- Born: Wexford, Ireland
- Education: Central Saint Martins

= Richard Malone (artist) =

Irish artist

Richard Malone is an Irish artist and designer from Wexford, Ireland.

==Early life and background==
Richard Malone was born in 1990 and grew up in Wexford, Ireland. He often references his working class upbringing and Irish identity as significant influences in his work. Before his formal education in art, Malone worked with his father on building sites and began his initial studies in art at Waterford College of Further Education.

==Artistic career==
Malone graduated from Central Saint Martins in 2014. Following his graduation, his collection was purchased by Brown Thomas in Dublin. In 2017, his work was featured in the Museum of Modern Art's "Is Fashion Modern?" exhibition. In 2019, Malone was a finalist for the LVMH Prize. and, in 2020, won the Woolmark Prize. In February 2021, Malone was shortlisted as a finalist for the BFC/Vogue Designer Fashion Fund.

Malone's creative practice spans across various mediums such as sculpture, installation, performance, drawing, costume, and garment making. His work often delves into gendered labor practices to explore themes of queerness, class, place, and otherness. In 2023, Malone received the Golden Fleece Award.

His essays and letters have been featured in British Vogue and Luncheon magazine. In 2022, an exhibit showcasing Malone's poems and self-portraits titled "Out in the World: Ireland’s LGBTQ+ Diaspora" was held at EPIC The Irish Emigration Museum.

Recent solo exhibitions include those at the National Gallery of Ireland in Dublin, Ormston House in Limerick, and in 2023, his most extensive sculptural mobile was displayed at the Royal Academy in London. Malone often emphasizes the importance of his identity as a "queer, working class immigrant from rural Ireland." He acknowledges the value of the skills he learned in rural Ireland – including stitching, curtain making, welding, and metal bending.

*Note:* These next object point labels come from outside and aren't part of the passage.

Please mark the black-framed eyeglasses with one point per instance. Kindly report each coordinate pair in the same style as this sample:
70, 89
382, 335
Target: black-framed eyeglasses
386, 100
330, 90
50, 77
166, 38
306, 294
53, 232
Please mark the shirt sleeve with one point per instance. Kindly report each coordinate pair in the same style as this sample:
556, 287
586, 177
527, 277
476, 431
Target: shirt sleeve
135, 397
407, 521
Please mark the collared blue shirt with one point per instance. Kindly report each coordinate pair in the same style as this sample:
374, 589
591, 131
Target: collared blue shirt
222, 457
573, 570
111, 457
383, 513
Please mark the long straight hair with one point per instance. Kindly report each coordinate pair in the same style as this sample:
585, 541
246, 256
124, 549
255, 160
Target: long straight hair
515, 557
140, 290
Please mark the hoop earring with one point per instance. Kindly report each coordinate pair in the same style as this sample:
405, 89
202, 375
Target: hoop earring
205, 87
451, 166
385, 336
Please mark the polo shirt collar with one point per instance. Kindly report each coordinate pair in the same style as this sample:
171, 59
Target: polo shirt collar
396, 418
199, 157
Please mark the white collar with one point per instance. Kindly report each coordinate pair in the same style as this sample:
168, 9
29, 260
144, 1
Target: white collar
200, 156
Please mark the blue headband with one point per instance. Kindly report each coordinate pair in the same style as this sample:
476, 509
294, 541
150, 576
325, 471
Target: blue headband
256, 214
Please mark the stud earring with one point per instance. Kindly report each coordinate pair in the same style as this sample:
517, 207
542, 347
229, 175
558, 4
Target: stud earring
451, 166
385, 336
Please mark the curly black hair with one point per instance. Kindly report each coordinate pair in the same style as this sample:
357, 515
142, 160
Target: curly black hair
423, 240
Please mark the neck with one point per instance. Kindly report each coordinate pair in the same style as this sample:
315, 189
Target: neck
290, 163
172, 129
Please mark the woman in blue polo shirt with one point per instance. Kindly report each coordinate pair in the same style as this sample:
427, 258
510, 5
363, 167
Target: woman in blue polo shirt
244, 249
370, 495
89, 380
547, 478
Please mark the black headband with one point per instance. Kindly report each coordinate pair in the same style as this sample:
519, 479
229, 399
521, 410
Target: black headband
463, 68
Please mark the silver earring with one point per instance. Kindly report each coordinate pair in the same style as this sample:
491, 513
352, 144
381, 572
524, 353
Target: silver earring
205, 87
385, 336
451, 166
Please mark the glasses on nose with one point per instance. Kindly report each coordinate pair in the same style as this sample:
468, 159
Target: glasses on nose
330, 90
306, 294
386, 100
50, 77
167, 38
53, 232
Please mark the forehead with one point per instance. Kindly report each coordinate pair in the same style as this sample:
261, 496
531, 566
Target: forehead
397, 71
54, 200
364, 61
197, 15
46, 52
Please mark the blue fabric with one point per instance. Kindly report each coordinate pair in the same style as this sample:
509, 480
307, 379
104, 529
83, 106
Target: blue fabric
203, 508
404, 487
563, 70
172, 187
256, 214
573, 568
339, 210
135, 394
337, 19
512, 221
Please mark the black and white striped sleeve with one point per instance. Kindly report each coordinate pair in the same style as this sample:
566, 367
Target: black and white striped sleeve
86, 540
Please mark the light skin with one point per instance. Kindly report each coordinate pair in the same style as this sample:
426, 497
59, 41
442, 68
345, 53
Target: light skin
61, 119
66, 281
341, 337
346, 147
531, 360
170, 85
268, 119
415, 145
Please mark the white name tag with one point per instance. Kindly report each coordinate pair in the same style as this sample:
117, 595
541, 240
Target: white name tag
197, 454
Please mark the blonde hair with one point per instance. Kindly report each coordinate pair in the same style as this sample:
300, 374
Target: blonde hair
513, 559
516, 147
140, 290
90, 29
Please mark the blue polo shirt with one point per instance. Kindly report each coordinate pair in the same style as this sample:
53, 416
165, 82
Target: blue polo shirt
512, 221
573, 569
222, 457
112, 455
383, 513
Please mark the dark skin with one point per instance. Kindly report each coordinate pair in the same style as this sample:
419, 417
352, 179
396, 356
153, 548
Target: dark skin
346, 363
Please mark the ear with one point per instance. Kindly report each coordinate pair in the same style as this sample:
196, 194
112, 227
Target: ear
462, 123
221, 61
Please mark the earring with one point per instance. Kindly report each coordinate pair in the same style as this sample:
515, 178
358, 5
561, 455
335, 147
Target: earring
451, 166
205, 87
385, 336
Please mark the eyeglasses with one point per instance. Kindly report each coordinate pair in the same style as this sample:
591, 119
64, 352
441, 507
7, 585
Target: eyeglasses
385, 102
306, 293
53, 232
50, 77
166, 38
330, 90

In 2022, he was the artist in residence at the National Gallery of Ireland in Dublin, responding to the gallery's premiere exhibition of Alberto Giacometti in Ireland.

Various institutions, including the Museum of Modern Art in New York, the Victoria and Albert Museum in London, and the National Gallery of Victoria in Melbourne, hold Malone's work. A portrait of Malone by Howard Tangye is part of the National Portrait Gallery, London.

From 2020 to 2022, Malone curated the touring exhibition "Making and Momentum: In Conversation with Eileen Gray". This exhibition celebrated modernism in Ireland and the influence of Irish craftsmanship globally. The show concluded in Wexford, where select works were auctioned, raising funds for the restoration of Eileen Gray's work and the establishment of an artist's prize.